Why do Companies Overspend for Logistics?

June 7, 2004
Onboard the Norwegian Dawn, delegates to the Logistics Forum received a basic outline of why companies overspend for logistics from Tom Mulherin, president

Onboard the Norwegian Dawn, delegates to the Logistics Forum received a basic outline of why companies overspend for logistics from Tom Mulherin, president of New England Cost Containment Inc. The reasons included difficulties with change management and the volume myth.

Organizational integration is easier with simple metrics, said Mulherin. Make measurements easy to understand, ensure they encourage appropriate behavior, measure only key performance indicators, and ask yourself if the benefits of reporting metrics outweigh the cost of reporting them, he explained. And when making a change, ensure that the change will have a positive impact on at least one critical cost area.

Keep in mind that changing a supplier is a change in the organization, he cautioned. Mulherin's point is that suppliers are integrated into the cost structure and the operations of the organization and making a change will affect a number of facets of both. Resistance to new supplies is often the result of a lack of ownership for the cost savings the change would bring. In addition, long-standing supplier relationships and "back door selling" techniques used by a supplier tend to foster resistance to change. Working inside the organization to effect change is a delicate balance of selling hard and soft benefits and involving users in the choice - including developing and rating supplier qualifications, site visits, and ownership of the result.

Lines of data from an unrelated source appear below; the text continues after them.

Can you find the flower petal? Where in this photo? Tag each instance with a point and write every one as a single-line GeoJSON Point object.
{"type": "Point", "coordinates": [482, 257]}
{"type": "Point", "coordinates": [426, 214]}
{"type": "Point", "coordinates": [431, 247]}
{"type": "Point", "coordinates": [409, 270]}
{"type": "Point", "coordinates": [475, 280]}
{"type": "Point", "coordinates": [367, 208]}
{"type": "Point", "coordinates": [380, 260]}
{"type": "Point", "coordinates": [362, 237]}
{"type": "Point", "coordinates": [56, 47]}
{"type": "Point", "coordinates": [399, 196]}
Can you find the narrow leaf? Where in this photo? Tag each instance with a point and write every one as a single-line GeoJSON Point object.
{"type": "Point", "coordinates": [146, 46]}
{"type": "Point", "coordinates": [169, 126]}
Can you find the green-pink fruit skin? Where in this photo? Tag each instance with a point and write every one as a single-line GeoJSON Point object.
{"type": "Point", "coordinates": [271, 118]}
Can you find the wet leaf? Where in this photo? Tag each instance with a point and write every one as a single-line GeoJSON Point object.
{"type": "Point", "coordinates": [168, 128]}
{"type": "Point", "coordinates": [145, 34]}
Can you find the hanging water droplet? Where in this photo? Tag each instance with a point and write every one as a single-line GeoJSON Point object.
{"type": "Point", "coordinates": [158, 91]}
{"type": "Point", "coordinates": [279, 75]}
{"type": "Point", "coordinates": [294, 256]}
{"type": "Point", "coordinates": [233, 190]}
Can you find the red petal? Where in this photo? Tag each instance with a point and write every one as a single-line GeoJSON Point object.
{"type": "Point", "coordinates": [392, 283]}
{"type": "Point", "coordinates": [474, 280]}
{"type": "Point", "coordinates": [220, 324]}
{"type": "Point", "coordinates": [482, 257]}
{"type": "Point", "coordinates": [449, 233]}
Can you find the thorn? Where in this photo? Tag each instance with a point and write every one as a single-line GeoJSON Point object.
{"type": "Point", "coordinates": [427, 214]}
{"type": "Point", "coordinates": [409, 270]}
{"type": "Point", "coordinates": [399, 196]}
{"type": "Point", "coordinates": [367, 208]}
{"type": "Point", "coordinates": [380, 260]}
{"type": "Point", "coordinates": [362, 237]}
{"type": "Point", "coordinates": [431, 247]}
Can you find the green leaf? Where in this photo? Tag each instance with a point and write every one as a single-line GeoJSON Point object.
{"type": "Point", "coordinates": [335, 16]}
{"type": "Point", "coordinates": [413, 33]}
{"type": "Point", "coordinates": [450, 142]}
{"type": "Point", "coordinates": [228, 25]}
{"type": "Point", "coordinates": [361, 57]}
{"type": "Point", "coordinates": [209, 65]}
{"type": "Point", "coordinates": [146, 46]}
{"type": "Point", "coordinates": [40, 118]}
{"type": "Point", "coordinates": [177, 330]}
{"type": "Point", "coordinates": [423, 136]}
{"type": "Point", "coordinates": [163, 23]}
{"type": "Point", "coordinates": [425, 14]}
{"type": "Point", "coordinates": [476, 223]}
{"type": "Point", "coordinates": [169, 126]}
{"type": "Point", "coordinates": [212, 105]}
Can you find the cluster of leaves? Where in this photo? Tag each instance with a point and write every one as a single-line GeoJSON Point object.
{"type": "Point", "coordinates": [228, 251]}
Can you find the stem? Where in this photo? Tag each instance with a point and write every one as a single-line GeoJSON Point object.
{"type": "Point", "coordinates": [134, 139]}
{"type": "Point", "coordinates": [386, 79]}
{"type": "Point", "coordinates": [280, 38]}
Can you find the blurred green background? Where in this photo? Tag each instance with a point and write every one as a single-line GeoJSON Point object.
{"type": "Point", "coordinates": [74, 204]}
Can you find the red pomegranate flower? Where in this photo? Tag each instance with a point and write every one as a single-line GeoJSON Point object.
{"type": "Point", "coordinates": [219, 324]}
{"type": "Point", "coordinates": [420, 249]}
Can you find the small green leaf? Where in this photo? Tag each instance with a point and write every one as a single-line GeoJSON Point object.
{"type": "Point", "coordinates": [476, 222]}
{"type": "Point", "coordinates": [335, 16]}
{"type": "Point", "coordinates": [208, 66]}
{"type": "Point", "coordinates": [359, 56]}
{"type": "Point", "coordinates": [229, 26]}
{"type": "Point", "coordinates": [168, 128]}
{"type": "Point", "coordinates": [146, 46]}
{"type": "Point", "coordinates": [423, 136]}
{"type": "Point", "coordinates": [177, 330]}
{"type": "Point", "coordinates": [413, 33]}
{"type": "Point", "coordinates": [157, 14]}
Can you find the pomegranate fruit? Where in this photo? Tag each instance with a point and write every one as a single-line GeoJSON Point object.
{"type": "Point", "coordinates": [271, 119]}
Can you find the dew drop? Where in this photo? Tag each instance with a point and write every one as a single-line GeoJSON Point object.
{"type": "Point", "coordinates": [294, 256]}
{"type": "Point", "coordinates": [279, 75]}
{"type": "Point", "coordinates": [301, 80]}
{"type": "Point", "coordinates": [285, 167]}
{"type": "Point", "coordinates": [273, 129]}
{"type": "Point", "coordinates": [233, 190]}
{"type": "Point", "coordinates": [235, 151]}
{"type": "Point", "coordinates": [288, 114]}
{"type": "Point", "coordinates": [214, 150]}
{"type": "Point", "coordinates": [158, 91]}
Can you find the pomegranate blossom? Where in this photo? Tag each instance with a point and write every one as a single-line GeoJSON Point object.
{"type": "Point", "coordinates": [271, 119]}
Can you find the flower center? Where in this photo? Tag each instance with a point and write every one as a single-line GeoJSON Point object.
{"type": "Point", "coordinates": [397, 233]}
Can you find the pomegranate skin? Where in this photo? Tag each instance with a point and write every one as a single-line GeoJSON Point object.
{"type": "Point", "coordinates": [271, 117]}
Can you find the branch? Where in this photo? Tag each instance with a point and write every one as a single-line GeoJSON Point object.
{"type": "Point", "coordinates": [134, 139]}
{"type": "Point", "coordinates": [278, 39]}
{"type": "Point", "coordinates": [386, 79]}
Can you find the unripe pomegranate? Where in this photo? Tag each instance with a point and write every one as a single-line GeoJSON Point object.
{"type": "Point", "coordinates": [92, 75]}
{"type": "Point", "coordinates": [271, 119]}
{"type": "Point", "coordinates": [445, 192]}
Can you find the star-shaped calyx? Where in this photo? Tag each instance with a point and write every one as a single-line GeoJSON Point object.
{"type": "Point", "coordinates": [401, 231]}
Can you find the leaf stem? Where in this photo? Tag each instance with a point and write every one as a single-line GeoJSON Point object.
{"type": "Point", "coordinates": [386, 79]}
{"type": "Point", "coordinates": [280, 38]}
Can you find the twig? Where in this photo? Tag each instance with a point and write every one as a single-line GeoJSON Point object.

There's also a myth prevalent among large companies that the bigger you are, the better you do on prices, said Mulherin. Less-than-truckload carriers pay attention to your volumes, he says, but small package pricing is very negotiable and the little guy tends to do as well as the larger company. Ocean pricing, however, is a narrow band across the board with neither large nor small shippers seeing much leverage. Recently, parcel carriers got what appeared to be a small increase of 1.9%, but the actual cost impact was substantially more because of increases in other areas like accessorials, said Mulherin. One solution he urged was packaging improvements. The benefit comes from increased cube utilization.

Mulherin concludes that there are two standards for purchases: one for material, one for carriers. But, transportation purchases have not had the rigorous process many organizations apply to materials procurement, he points out. "It's a matter of, 'He gave me a 5% discount, so let's switch.'" The Center for Advanced Purchasing Management has studied purchasing patterns and concludes a high percentage of purchasing takes place outside of the purchasing department. It seems clear from Mulherin's comments transportation purchasing is often handled far from the transportation expertise. We've seen a greater sharing of information, but not liability, said Mulherin. He uses a personal anecdote from his corporate career where his department embarked on a rigorous cost containment effort only to have the entire savings erased by a bad sales decision where a buyer offered ten cents more if the company would cover the shipping costs. The part his company was selling cost over a dollar to ship, Mulherin said, virtually eliminating the benefits of his department's efforts to cut costs, hence Mulherin's argument for sharing both information and accountability.